Гарве не выдвигал принципиальных возражений ни по одному из этих аспектов обязанностей у Цицерона. Он соглашается с тем, что долг в конечном счете основывается на человеческой природе, что его можно вывести из принципов самосохранения и человеческой общности и что счастье (Glückseligkeit) не только лежит в основании долга, но и всегда выступает как мотивирующий фактор в моральных решениях. С меньшей долей ясности Гарве рассматривал честь или благородство как одно из фундаментальных понятий нравственности. В самом деле, когда он обобщает истинное содержание человеческих обязанностей в книге, в которой он излагает свой взгляд на самые общие принципы этики, его первое правило гласит:
Поступай так, чтобы являться в своем поведении разумным и благородным (edler) человеком и выражать тем самым характер проницательного, спокойного, человеколюбивого и сильного ума…[1064]
Следует действовать с оглядкой на то, какими мы явим себя перед другими людьми. Правда, под этими «другими», пожалуй, лучше всего понимать фигуру незаинтересованного наблюдателя, понятого на манер Адама Смита и Давида Юма, но эти другие и составляют общество.
Честь была все еще важна в Германии XVIII века. В самом деле, ее можно назвать одной из главных нравственных заповедей прусского Ständestaat. Системы сословий и гильдий были пронизаны ею не менее, чем знать. Честь, возможно, была даже важнее для граждан больших городов Пруссии, чем для многих представителей знати. Без чести член гильдии был ничем. Быть обесчещенным означало быть исключенным из гильдии. Ehrbarkeit, честность или порядочность, была почти всем[1065]. Так что когда Гарве утверждает, что у каждой профессии есть свой моральный кодекс, что ей следует его иметь и что философам следует прояснять «неясные максимы, которым следуют люди разных профессий», он, кажется, одобряет один из самых важных аспектов прусского общества. Политические и исторические статьи Канта предыдущих лет показывают, что он далеко превзошел эту точку зрения. Его волновали не столько особенности прусского или даже европейского общества, сколько судьба человечества в целом. Пруссия – лишь один эпизод повествования о всемирной истории со всемирно-гражданской точки зрения.

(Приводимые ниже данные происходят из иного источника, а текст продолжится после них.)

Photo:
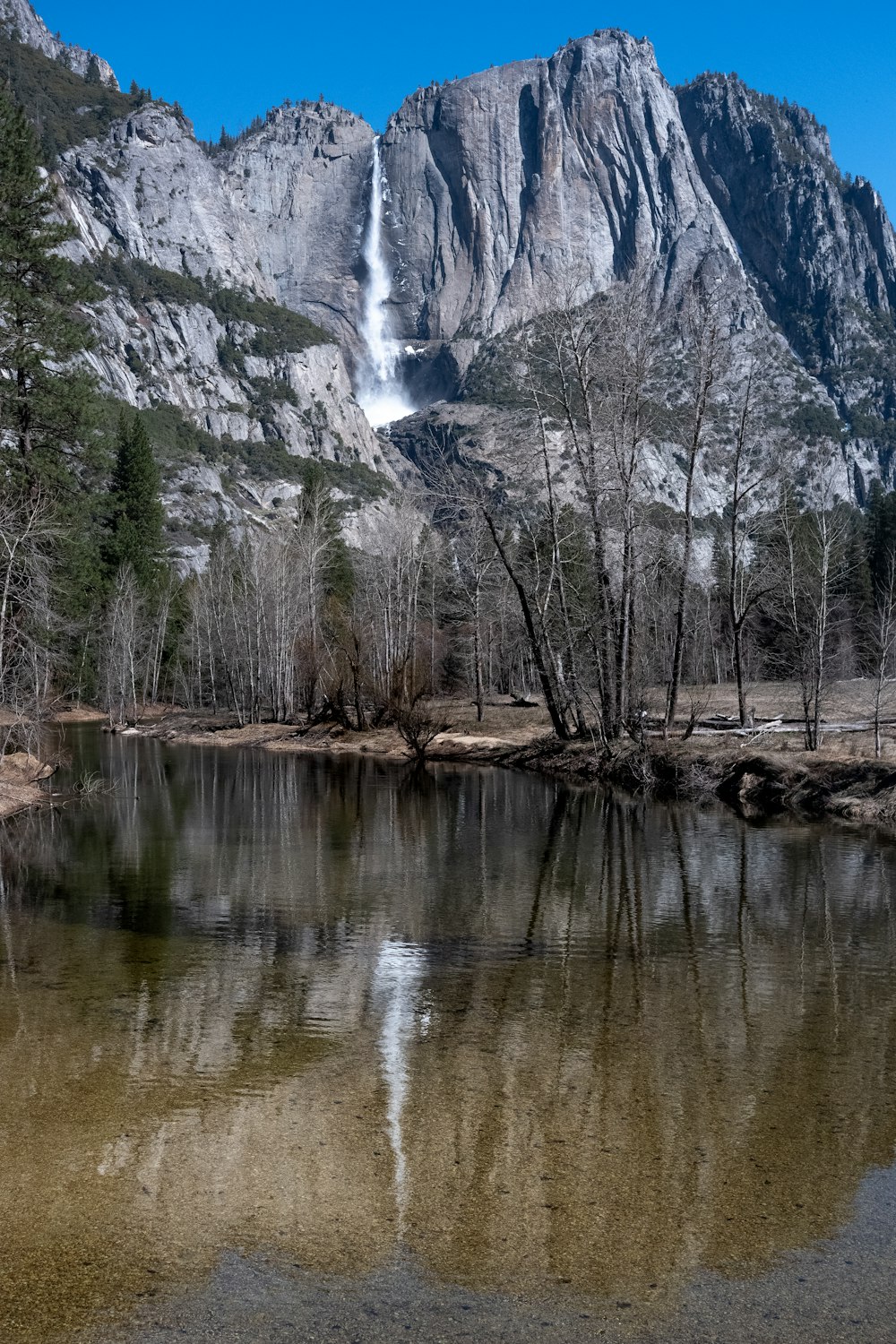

Будучи сыном мастера-ремесленника, важного члена гильдии, Кант непосредственно знал того рода нравственную установку или этос, о которых говорили Цицерон и Гарве. В самом деле, этот этос всегда оставался для него важной идеей[1066]. И все же не он был основополагающим для нравственности. Порядочность, или Ehrbarkeit, была для Канта всего лишь внешней формой моральности, или honestas externa[1067]. Он ясно понимал, что она зависит от социального порядка, и по этой причине отверг ее в качестве основы для максим. Основа морального обязательства, говорит он, находится «не в природе человека или в тех обстоятельствах в мире, в какие он поставлен, а a priori исключительно в понятиях чистого разума»[1068]. «Честь» и «честный» не могли, таким образом, ухватить истинную природу нравственности. Этика Цицерона, основанная на общественной жизни, выраженная такими понятиями, как честность (honestas), верность (fides), союз (societas) и благопристойность (decorum), слишком поверхностна и нефилософична для Канта. По этой причине Кант отвергает не только Цицерона, но и всех, кто пытается развить его этику. Моральные обязанности не могут происходить из чести или порядочности. Они основаны на том, что мы находим в себе и только в себе, а именно на понятии долга в нашем сердце и в нашем разуме. Нравственность – это о том, кем мы в самом деле являемся или кем нам следует быть, и она, по мнению Канта, не имеет ничего общего с нашим социальным статусом[1069].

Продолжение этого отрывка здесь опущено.